SIR MICHAEL TIPPETT: A Child of our Time – Indra Thomas, soprano/ Mihoko Fujimura, alto/ Steve Davislim, tenor/ Matthew Rose, bass/ London Symphony Orchestra and Chorus/ Colin Davis, conductor – LSO Live Multichannel SACD LSO0670, 63:59 ****:
Don’t be persuaded by the jacket notes that say this recording was done in 5.1 sound—the center channel is all but inaudible, and even cranking it up full didn’t do much for the presentation. Neither are the rear speakers anything to write home about, so for all practical purposes this is really 2-channel SACD sound, not much different from the hybrid stereo tracks. This is quite disappointing, for Tippett’s anti-war masterpiece would really benefit from some spectacular sound (as this is the first time that it has appeared on SACD), so what we have is a greatly squandered opportunity.

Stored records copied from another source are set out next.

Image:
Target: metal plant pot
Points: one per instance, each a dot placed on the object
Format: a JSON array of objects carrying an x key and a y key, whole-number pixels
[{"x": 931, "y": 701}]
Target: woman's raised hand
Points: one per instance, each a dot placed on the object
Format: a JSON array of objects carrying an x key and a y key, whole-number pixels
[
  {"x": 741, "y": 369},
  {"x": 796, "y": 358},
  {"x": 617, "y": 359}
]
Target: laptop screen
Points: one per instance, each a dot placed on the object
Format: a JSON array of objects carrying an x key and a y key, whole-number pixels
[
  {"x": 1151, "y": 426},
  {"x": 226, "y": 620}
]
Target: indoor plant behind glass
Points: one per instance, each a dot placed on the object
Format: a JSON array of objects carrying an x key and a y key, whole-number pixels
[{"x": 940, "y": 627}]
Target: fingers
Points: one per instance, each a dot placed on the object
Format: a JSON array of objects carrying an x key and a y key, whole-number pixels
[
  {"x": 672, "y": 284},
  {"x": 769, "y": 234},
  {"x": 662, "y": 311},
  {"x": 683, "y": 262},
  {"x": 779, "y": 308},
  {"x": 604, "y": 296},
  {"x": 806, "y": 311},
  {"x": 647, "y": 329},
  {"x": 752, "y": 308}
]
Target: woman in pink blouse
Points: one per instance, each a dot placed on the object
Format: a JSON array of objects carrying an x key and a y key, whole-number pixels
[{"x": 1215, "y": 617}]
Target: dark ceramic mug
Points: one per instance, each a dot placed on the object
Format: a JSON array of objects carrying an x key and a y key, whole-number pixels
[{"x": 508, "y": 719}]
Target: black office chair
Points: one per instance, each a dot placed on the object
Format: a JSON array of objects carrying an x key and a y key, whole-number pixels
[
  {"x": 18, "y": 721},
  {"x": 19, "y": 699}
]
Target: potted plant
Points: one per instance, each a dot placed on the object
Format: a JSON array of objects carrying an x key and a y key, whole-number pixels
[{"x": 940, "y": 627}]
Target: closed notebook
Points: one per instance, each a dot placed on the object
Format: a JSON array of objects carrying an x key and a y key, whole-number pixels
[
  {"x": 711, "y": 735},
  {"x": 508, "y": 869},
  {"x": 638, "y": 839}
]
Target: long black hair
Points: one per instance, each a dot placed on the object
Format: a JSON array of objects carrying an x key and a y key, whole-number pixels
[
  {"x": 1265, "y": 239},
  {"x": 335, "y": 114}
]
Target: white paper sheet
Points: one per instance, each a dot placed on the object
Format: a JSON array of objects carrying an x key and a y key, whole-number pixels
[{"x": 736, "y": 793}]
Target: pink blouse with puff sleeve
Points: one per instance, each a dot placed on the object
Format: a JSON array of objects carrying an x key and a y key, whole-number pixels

This is not to say that the performance is without redeeming qualities, for all in all it is very well done indeed, perhaps a little faster in places that the conductor’s Philips effort (and indeed only a minute and change shorter than that one) but it feels decidedly speedier than it really is. Just listen to the opening bars—the Philips is brooding and mysterious, like we are peering around the corner of a bombed city street not knowing what to expect, whereas this version is more declamatory and documentary-like, emphatically stating what we are and are not to understand about the text with no uncertainties. Perhaps after years of performance Colin Davis feels that way about the work—he knows it better than anyone alive—but some might think that a recording should be more about the mysteries of the unknown than sitting and garnering wisdom at the master’s feet.
Quite simply then, the first recording by Davis on Philips is still the one to get. It has sound that is better balanced and actually more vivid than this, the singers are nonpareil (Jessye Norman, Janet Baker, Richard Cassilly, John Shirley-Quirk), and the musical line is one of joint discovery, not the Discovery Channel. This one is a notch above the one I reviewed back in May 2008 , and I would discount the one by the composer himself on Naxos, or the Hickox on Chandos (sounding very nice but slow as molasses – the slowest of the bunch). The Philips is well worth the eighteen bucks as you get the best there.